Illustrations for the book "El Deseo en el Pavo Real" 

(Historia de la academia de baile "El Pavo Real", Buenos Aires, 1930)

2000

Statement

These collages were made to illustrate the book El Deseo en el Pavo Real (Historia de la academia de baile “El Pavo Real”, Buenos Aires, 1930), by the Argentine poet, composer and playwright Alberto Muñoz. Each illustration corresponds thematically, to one of the segments of the book, which was printed in Buenos Aires and distributed in Rome during the Buenos Aires Tango in 2000. Out of a total of fifteen collages, I only have a photographic record of nine.

Willy Castellanos
 

Information on How to Build a Tango Academy

By Alberto Muñoz

 

 

El pavo, si no es real, ¿puede tener alguna belleza?

Irene Gruss.
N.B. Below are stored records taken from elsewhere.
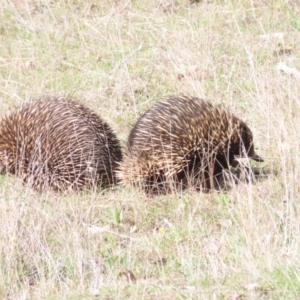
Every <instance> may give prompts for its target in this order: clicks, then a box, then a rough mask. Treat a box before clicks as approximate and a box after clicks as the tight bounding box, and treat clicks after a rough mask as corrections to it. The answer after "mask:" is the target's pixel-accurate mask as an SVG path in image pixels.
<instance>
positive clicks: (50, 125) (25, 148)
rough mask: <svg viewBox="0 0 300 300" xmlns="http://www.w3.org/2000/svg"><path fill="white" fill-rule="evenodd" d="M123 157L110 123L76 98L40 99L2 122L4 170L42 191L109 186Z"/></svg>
mask: <svg viewBox="0 0 300 300" xmlns="http://www.w3.org/2000/svg"><path fill="white" fill-rule="evenodd" d="M121 159H122V152H121V148H120V145H119V141H118V139H117V137H116V135H115V134H114V133H113V131H112V130H111V128H110V127H109V125H108V124H107V123H106V122H104V121H103V120H102V119H101V118H100V117H99V116H98V115H97V114H96V113H94V112H93V111H92V110H90V109H89V108H87V107H85V106H83V105H82V104H79V103H77V102H75V101H73V100H69V99H66V98H60V97H53V98H50V97H48V98H47V97H46V98H42V99H40V100H37V101H32V102H29V103H27V104H24V105H23V106H21V107H20V108H19V109H17V110H15V111H13V112H12V113H11V114H10V115H8V116H6V117H4V118H3V119H2V120H1V121H0V171H2V172H9V173H13V174H17V175H19V176H21V177H22V179H23V180H24V181H25V182H26V183H27V184H29V185H30V186H32V187H34V188H37V189H39V190H41V189H46V188H54V189H56V190H63V189H66V188H74V189H80V188H83V187H85V186H86V187H88V186H92V185H97V184H101V185H102V186H104V187H105V186H108V185H110V184H113V183H114V182H115V179H116V178H115V174H114V171H115V168H116V167H117V164H118V163H119V162H120V161H121Z"/></svg>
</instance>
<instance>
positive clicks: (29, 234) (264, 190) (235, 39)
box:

La luz en la ventana

 

 

The history of Tango is built—like all stories—by somewhat credible narratives. The dates and names want to give more certainty than the events, but we can legitimately speak of an epic tale that has founded part of an identity. A story told by its music and its dance is always more attractive than one that is pronounced in facts and battles.

The dance academies had a brothel origin, not so much because they were pockets of pleasure but because they were born on the fringes of social conventions. What happens and what is hidden has always carried a fate of shame. The name "academy" was given afterwards. One went to a place that had no name rather than to a housing complex to dance. It was the invention of something that had been born to hide, and that many years later would become national heritage. The Pavo Real may have existed. The history of Tango says no.